SWIERNALIS - Myśliwy

Do sieci trafił właśnie nowy singiel Swiernalisa pt. “Myśliwy”. To już druga zapowiedź nowego albumu artysty, który ukaże się w przyszłym roku.

Swiernalis to zespół w składzie: Kacper Budziszewski, Adam Fordon, Adam Świerczyński i  Szymon Siwierski, na którego czele stoi Paweł Swiernalis. To nieoczywiste produkcje, które trafiają w serca koneserów dziwacznych brzmień. W utworach można dostrzec mrok i pazur, a także zafascynowanie pulsującą elektroniką godną smutnego disco. Swiernalis pisze o wszystkim, choć o niczym tak pięknie i nieoczywiście, jak o miłości, jej upadku oraz próbie ratowania po każdej burzy i tornadzie. Debiutował w 2016 roku płytą „Drauma”, w 2020 wyszedł jego drugi album “Psychiczny fitness”. Teraz przyszedł czas na kolejny krążek, który niedawno zapowiadał singiel “Kryptowaluta”, a dziś do sieci trafił “Myśliwy”.  
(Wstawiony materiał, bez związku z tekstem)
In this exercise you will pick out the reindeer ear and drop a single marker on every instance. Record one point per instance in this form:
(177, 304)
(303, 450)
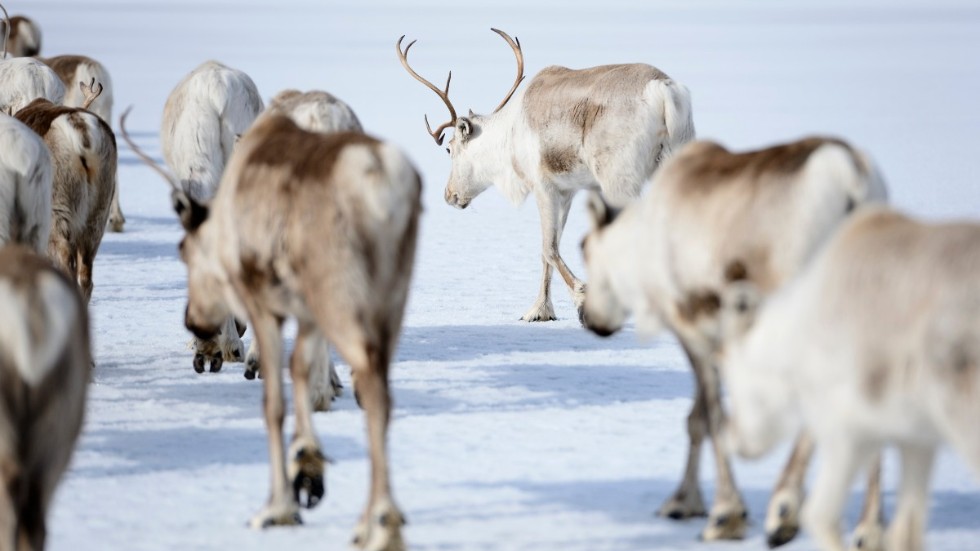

"Lubię za dużo, za szybko, za często, zawsze i nigdy" – to niepisana dewiza Swiernalisa, który potrafi przesadzać we wszystkich wymiarach, ale tylko sobie znanym sposobem balansuje na granicy szaleństwa. W najnowszym singlu “Myśliwy” śpiewa po hiszpańsku, ukazując swoje iberyjskie korzenie i pływając w beztroskich rewirach alternatywnego rocka wraz ze swoim zespołem. Po “Kryptowalucie”, która zabierała słuchaczy w rejony art-popu, teraz Swiernalis melduje się na polu bitwy z wpadającym w ucho, przebojowym numerem.

Utożsamiając się z bohaterem powieści Carsona McCullersa – “Serce to samotny myśliwy” – udało mi się przekuć swój odwieczny niepokój w energię, będąc stale obecnym po stronie szaleństwa. Muzycznie wylądowaliśmy z zespołem na jakiejś ciepłej plaży, gdzie tańczymy bez żadnych zmartwień. Przyjemność z grania i słuchania tej piosenki jest ponad potrzebą tłumaczenia się z czegokolwiek" – opowiada Swiernalis. 

 

YEAH YEAH YEAHS - Burning

Zespół Yeah Yeah Yeahs oficjalnie powraca po 9 latach z premierowym materiałem! Karen O, Nick Zinner i Brian Chase ogłosili, że ich piąty album studyjny, "Cool It Down", ukaże się 30 września nakładem Secretly Canadian. Zespół własnie zaprezentował drugi singiel - „Burning".

 

KASABIAN - The Alchemist's Euphoria [PŁYTA TYGODNIA]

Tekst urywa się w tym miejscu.